As for the "Restore Our Future" ad buy, King says it "looks like one last effort to budge the numbers now that the conventions dust has settled."
Also influencing the numbers in Michigan is the state of the economy. Michael Traugott, a professor of communications and political science at the University of Michigan, says one factor here is that while Michigan is hardly booming, things are a bit better than a few years ago.
"The economy is on an upward slope even though the magnitude of the slope is very small," Traugott told CNN. "Barack Obama also has a reservoir of popular support or sentiment about him personally, and views about how he cares for other Americans, that he can take advantage of and it's difficult for Romney to argue against."
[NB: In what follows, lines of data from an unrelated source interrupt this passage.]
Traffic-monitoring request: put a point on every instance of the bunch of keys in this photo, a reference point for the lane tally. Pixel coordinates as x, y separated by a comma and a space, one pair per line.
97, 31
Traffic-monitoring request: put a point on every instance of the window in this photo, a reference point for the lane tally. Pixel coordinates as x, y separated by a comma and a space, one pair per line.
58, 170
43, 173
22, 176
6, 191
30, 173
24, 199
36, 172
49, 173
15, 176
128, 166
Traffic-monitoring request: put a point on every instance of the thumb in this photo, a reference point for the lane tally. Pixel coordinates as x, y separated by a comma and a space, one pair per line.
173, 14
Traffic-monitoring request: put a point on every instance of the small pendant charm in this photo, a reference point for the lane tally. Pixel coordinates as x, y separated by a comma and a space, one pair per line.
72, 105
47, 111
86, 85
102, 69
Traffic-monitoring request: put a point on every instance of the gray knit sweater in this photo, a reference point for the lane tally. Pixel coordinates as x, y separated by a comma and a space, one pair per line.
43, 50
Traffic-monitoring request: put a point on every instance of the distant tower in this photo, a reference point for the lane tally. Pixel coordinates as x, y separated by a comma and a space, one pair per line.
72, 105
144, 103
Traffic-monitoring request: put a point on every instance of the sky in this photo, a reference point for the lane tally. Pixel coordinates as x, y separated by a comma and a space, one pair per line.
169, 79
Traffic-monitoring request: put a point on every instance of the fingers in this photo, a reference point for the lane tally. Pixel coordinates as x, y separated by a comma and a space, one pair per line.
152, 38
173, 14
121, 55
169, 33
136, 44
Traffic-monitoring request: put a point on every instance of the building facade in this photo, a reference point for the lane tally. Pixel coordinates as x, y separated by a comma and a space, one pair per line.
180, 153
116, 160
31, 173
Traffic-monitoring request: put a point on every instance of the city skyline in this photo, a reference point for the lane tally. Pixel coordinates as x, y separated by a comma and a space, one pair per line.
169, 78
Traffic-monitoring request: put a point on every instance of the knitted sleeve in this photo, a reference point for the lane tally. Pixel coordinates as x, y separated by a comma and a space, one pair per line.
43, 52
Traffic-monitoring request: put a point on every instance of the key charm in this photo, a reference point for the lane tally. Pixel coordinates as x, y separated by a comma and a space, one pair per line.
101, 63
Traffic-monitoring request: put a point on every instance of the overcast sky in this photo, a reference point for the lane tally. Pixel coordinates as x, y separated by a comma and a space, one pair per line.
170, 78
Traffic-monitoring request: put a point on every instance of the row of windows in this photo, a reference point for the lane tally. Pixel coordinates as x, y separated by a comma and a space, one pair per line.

According to the new poll, Green party nominee Jill Stein and U.S. Taxpayers party candidate Virgil Goode each at one percent among likely voters, with Natural Law party candidate Ross C. Anderson registered at less than one-half of one percent.
The survey was conducted mostly before Monday afternoon's release of secretly recorded remarks that Romney made at a private fund-raiser in May, where he described supporters of President Barack Obama as dependent on government. Fallout from the controversial clips has dominated coverage of the race for the White House over the past two days.
"As always, keep in mind that today's poll is not, and cannot be, a prediction of what will happen in November. One in eight likely voters say they could change their minds between now and Election Day, and with three key debates on the calendar, it's far too early to predict the final outcome in Michigan or any other state," adds Holland.
The CNN poll was conducted by ORC International from September 14-18, with 1,023 adults in Michigan, including 910 registered voters and 754 likely voters, questioned by telephone. The survey's sampling error for registered and likely voters is plus or minus 3.5 percentage points.